Synthesis of (22 R )-, (22 S )-22-Fluoro-, and 22,22-Difluoro-25-hydroxyvitamin D 3 and Effects of Side-Chain Fluorination on Biological Activity and CYP24A1-Dependent Metabolism.

Three novel analogues of C22-fluoro-25-hydroxyvitamin D 3 ( 5 - 7 ) were synthesized and evaluated to investigate the effects of side-chain fluorination on biological activity and metabolism of vitamin D. These novel analogues were constructed by convergent synthesis applying the Wittig-Horner coupling reaction between CD-ring ketones ( 41 , 42 , 44 ) and A-ring phosphine oxide ( 11 ). The introduction of C22-fluoro units was achieved by stereoselective deoxy-fluorination for synthesizing 5 and 6 or two-step cationic fluorination for 7 . The absolute configuration of the C22-fluoro-8-oxo-CD-ring ( 39 ) was confirmed by X-ray crystallographic structure determination.

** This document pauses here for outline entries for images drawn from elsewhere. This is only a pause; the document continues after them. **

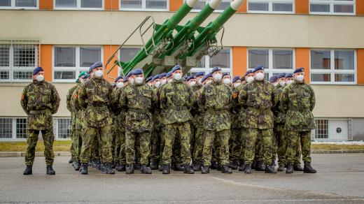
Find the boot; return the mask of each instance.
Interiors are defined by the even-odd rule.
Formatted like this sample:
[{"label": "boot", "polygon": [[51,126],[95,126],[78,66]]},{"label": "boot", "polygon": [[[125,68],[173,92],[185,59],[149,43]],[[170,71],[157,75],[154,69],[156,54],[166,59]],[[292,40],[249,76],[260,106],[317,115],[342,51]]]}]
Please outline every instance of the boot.
[{"label": "boot", "polygon": [[134,174],[134,163],[127,164],[126,174]]},{"label": "boot", "polygon": [[31,170],[31,166],[27,166],[27,168],[23,171],[24,175],[31,175],[33,174],[33,170]]},{"label": "boot", "polygon": [[163,166],[163,170],[162,171],[162,174],[169,174],[171,173],[171,166],[169,164],[166,164]]},{"label": "boot", "polygon": [[88,174],[88,164],[87,163],[82,163],[81,168],[80,168],[80,170],[81,171],[81,174]]},{"label": "boot", "polygon": [[146,165],[141,165],[140,168],[140,172],[144,174],[152,174],[152,170],[150,168],[146,166]]},{"label": "boot", "polygon": [[315,173],[317,171],[316,169],[311,166],[311,162],[304,162],[304,166],[303,167],[303,173]]},{"label": "boot", "polygon": [[183,173],[188,174],[193,174],[195,173],[195,170],[193,170],[193,167],[191,166],[186,164],[183,166]]},{"label": "boot", "polygon": [[105,163],[104,166],[106,174],[115,174],[115,170],[113,170],[113,165],[111,163]]},{"label": "boot", "polygon": [[209,166],[203,166],[201,168],[202,174],[210,173],[210,167]]},{"label": "boot", "polygon": [[301,167],[300,164],[295,163],[293,165],[293,170],[297,171],[303,171],[303,168]]},{"label": "boot", "polygon": [[221,170],[222,173],[232,173],[232,169],[230,168],[227,165],[224,165]]},{"label": "boot", "polygon": [[286,173],[293,173],[293,166],[290,163],[287,163],[287,169],[286,169]]},{"label": "boot", "polygon": [[47,166],[47,174],[48,175],[55,175],[55,171],[53,170],[53,167],[52,166]]}]

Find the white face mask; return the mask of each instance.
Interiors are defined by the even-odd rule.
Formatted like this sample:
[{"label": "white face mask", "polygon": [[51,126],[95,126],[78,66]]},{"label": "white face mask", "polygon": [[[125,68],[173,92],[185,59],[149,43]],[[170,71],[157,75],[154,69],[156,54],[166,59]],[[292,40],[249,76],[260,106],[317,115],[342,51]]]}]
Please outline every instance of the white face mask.
[{"label": "white face mask", "polygon": [[102,70],[98,70],[94,72],[94,76],[97,78],[101,78],[104,72],[102,71]]},{"label": "white face mask", "polygon": [[255,75],[255,80],[261,81],[264,80],[264,73],[260,72]]},{"label": "white face mask", "polygon": [[38,82],[43,82],[43,80],[44,80],[44,76],[40,74],[36,77],[36,80]]},{"label": "white face mask", "polygon": [[248,82],[248,84],[250,84],[253,82],[253,81],[254,81],[254,78],[252,76],[248,76],[245,80],[246,80],[246,82]]}]

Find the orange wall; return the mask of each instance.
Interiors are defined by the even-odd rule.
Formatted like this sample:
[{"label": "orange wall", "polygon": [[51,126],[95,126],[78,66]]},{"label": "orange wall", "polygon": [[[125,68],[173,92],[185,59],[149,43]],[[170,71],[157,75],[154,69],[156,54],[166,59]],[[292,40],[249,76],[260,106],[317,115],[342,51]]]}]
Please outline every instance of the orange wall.
[{"label": "orange wall", "polygon": [[296,68],[304,68],[304,81],[309,83],[309,48],[296,48]]},{"label": "orange wall", "polygon": [[246,72],[246,47],[232,47],[232,75],[242,76]]},{"label": "orange wall", "polygon": [[295,12],[297,14],[309,14],[309,0],[296,0]]},{"label": "orange wall", "polygon": [[52,45],[41,45],[41,66],[44,70],[44,78],[52,81]]}]

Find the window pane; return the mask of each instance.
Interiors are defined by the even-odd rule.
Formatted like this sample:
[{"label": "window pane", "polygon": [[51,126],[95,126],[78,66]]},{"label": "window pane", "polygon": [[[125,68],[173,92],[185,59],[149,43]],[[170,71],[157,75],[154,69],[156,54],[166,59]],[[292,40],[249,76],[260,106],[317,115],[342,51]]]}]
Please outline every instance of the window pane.
[{"label": "window pane", "polygon": [[265,68],[269,67],[268,50],[249,50],[249,68],[261,65]]},{"label": "window pane", "polygon": [[82,0],[81,8],[102,8],[102,0]]},{"label": "window pane", "polygon": [[335,73],[335,81],[340,82],[354,82],[355,81],[354,73]]},{"label": "window pane", "polygon": [[210,67],[218,66],[220,68],[230,67],[230,50],[223,50],[216,55],[210,59]]},{"label": "window pane", "polygon": [[74,80],[76,71],[55,71],[55,80]]},{"label": "window pane", "polygon": [[293,5],[292,3],[274,3],[273,11],[293,11]]},{"label": "window pane", "polygon": [[312,69],[330,69],[330,51],[311,50]]},{"label": "window pane", "polygon": [[293,68],[293,51],[273,50],[273,68]]},{"label": "window pane", "polygon": [[315,82],[330,82],[331,75],[330,73],[312,73],[311,74],[311,80]]},{"label": "window pane", "polygon": [[141,8],[141,0],[120,0],[121,8]]},{"label": "window pane", "polygon": [[101,61],[100,48],[80,48],[80,65],[81,67],[90,67],[96,61]]},{"label": "window pane", "polygon": [[75,67],[76,48],[55,48],[55,66]]},{"label": "window pane", "polygon": [[334,5],[335,13],[354,13],[354,5],[342,5],[335,4]]},{"label": "window pane", "polygon": [[146,8],[167,9],[167,0],[146,0]]},{"label": "window pane", "polygon": [[36,7],[36,0],[15,0],[17,7]]},{"label": "window pane", "polygon": [[311,4],[311,12],[330,12],[330,4]]},{"label": "window pane", "polygon": [[55,7],[59,8],[76,8],[77,0],[56,0]]},{"label": "window pane", "polygon": [[354,70],[354,51],[335,51],[335,69]]},{"label": "window pane", "polygon": [[249,10],[268,11],[270,9],[268,3],[249,3]]}]

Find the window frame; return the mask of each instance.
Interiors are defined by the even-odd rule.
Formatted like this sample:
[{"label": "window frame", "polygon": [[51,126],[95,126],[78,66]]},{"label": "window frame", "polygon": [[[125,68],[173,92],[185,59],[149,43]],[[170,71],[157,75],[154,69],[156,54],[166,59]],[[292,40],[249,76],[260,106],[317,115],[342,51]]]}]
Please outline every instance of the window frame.
[{"label": "window frame", "polygon": [[[310,15],[356,15],[356,0],[337,2],[335,0],[309,0],[309,13]],[[329,12],[314,12],[311,11],[311,4],[328,4],[330,6]],[[334,5],[353,5],[353,13],[336,13],[334,12]]]},{"label": "window frame", "polygon": [[[311,51],[312,50],[320,50],[320,51],[330,51],[330,68],[329,69],[313,69],[311,66]],[[335,51],[354,51],[354,70],[335,70]],[[358,73],[357,73],[357,54],[356,49],[310,49],[309,50],[309,81],[312,85],[355,85],[358,82]],[[314,82],[312,79],[312,74],[314,73],[330,73],[330,82]],[[354,73],[354,82],[335,82],[335,73]]]}]

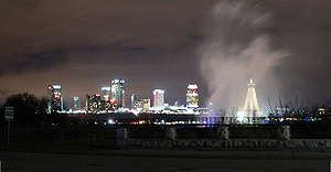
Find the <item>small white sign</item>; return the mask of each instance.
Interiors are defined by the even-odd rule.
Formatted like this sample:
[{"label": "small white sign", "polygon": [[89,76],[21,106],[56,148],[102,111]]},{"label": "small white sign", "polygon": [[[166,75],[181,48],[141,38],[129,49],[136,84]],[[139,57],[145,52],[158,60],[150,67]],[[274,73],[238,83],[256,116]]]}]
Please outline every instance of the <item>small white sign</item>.
[{"label": "small white sign", "polygon": [[4,110],[4,120],[12,121],[13,120],[13,107],[6,107]]}]

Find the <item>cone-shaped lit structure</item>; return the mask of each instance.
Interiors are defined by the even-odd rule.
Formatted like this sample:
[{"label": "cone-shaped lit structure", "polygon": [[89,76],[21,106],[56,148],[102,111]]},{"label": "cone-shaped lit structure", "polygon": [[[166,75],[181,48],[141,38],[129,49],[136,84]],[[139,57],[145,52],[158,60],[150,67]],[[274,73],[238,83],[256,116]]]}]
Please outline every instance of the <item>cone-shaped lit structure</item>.
[{"label": "cone-shaped lit structure", "polygon": [[259,114],[259,107],[256,98],[256,92],[255,92],[255,84],[253,83],[253,79],[250,79],[250,83],[247,84],[248,90],[247,96],[245,100],[244,106],[244,112],[248,115],[248,117],[253,117],[253,115]]}]

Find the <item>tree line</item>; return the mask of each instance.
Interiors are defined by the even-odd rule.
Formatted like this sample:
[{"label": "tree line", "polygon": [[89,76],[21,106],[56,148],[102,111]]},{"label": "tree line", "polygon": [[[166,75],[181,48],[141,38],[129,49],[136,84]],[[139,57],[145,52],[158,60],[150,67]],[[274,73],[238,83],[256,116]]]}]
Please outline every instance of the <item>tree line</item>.
[{"label": "tree line", "polygon": [[36,97],[29,93],[19,93],[6,98],[3,105],[0,105],[1,126],[7,126],[4,121],[6,107],[14,108],[14,119],[10,122],[14,127],[42,127],[52,123],[62,123],[64,116],[56,111],[47,114],[47,98]]}]

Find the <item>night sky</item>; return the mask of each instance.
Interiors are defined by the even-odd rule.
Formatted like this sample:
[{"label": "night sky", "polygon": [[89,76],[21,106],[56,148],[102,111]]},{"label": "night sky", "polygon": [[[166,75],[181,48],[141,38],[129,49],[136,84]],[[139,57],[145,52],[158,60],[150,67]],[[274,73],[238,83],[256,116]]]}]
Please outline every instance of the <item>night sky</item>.
[{"label": "night sky", "polygon": [[331,99],[329,0],[0,1],[0,104],[11,94],[46,96],[60,84],[78,96],[126,80],[131,94],[185,104],[243,107],[249,78],[263,109]]}]

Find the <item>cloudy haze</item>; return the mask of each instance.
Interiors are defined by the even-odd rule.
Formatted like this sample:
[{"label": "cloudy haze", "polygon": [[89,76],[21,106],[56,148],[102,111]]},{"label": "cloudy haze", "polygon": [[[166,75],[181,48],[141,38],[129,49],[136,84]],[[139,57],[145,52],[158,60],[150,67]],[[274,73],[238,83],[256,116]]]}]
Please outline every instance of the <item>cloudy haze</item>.
[{"label": "cloudy haze", "polygon": [[72,108],[115,78],[126,80],[127,106],[154,88],[184,104],[188,84],[199,85],[201,105],[241,106],[250,77],[263,108],[268,96],[331,97],[327,0],[3,0],[0,9],[1,104],[60,84]]}]

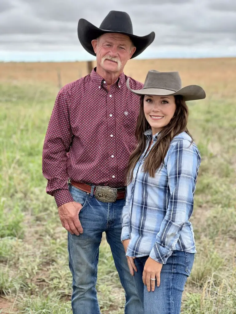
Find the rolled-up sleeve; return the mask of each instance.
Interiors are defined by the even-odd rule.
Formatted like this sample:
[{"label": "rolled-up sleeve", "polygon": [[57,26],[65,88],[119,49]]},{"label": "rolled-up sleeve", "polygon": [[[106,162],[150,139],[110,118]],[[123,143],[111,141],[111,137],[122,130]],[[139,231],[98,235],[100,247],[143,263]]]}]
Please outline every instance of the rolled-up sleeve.
[{"label": "rolled-up sleeve", "polygon": [[201,158],[194,144],[182,140],[173,145],[167,164],[170,198],[150,257],[166,264],[178,241],[183,224],[193,209],[194,195]]}]

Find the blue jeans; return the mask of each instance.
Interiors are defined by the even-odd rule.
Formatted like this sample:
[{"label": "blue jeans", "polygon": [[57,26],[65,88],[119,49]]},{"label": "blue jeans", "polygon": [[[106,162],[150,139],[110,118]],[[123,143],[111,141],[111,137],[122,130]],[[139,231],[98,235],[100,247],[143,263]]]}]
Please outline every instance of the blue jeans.
[{"label": "blue jeans", "polygon": [[[92,187],[92,191],[94,187]],[[73,314],[99,314],[95,285],[99,246],[106,232],[115,264],[125,291],[125,313],[143,314],[143,307],[130,274],[121,242],[121,217],[125,201],[114,203],[98,201],[93,192],[87,193],[70,185],[69,190],[75,201],[83,205],[79,217],[83,229],[79,236],[68,233],[70,269],[73,277],[71,305]]]},{"label": "blue jeans", "polygon": [[173,251],[162,266],[160,283],[155,282],[155,290],[150,292],[143,282],[143,268],[148,256],[137,257],[134,262],[138,269],[134,279],[135,286],[143,307],[144,314],[179,314],[182,294],[187,278],[190,275],[194,254]]}]

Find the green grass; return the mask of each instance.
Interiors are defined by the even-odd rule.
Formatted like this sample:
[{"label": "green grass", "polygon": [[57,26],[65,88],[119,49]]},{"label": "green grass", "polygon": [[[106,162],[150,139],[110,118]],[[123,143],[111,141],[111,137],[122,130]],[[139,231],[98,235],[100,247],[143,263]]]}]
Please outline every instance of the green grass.
[{"label": "green grass", "polygon": [[[0,85],[0,295],[15,313],[71,313],[66,232],[42,174],[42,147],[57,92]],[[190,109],[188,128],[202,161],[192,219],[198,252],[183,312],[233,314],[236,106],[230,100],[212,98]],[[105,239],[97,289],[103,314],[124,313],[124,292]]]}]

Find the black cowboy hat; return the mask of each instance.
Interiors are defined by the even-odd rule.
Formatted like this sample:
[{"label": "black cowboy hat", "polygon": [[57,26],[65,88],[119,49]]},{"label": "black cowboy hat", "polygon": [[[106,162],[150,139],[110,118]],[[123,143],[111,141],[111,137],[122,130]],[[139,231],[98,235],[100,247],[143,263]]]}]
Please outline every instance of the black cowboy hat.
[{"label": "black cowboy hat", "polygon": [[136,47],[136,50],[132,58],[134,58],[142,52],[152,43],[155,38],[154,32],[141,37],[134,35],[131,20],[129,14],[125,12],[110,11],[102,22],[99,28],[84,19],[81,19],[79,21],[79,39],[85,50],[93,56],[96,54],[91,42],[106,33],[119,33],[129,36]]}]

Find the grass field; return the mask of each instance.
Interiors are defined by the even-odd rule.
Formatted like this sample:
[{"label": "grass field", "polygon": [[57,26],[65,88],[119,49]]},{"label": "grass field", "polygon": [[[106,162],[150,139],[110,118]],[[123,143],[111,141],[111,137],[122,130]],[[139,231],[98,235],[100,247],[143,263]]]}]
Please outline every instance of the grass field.
[{"label": "grass field", "polygon": [[[236,313],[236,59],[132,62],[125,72],[140,81],[151,68],[178,70],[183,84],[205,89],[206,99],[189,104],[188,128],[202,162],[192,219],[198,253],[182,312]],[[61,65],[63,84],[86,74],[83,64]],[[0,313],[71,312],[66,232],[41,171],[59,66],[0,64]],[[45,74],[53,71],[54,80]],[[102,314],[123,313],[124,293],[105,240],[97,287]]]}]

The basic biological activity of the side-chain fluorinated analogues, including compounds ( 5 - 7 ), was evaluated. Generally, osteocalcin promoter transactivation activity decreased in the order of C24-fluoro, C23-fluoro, and C22-fluoro analogues. In addition, the metabolic stability of C22-fluoro-25-hydroxyvitamin D 3 ( 5 - 7 ) against hCYP24A1 metabolism was also evaluated. 22,22-Difluoro-25(OH)D 3 ( 7 ) was more stable against hCYP24A1 metabolism compared with its non-fluorinated counterpart 25-hydroxyvitamin D 3 ( 1 ), but fluorination at the C22 position had little effect on the metabolic stability compared with C24- and C23-fluoro analogues. Our research clarified that side-chain fluorination in vitamin D markedly changes CYP24A1 metabolic stability depending on the fluorinating position.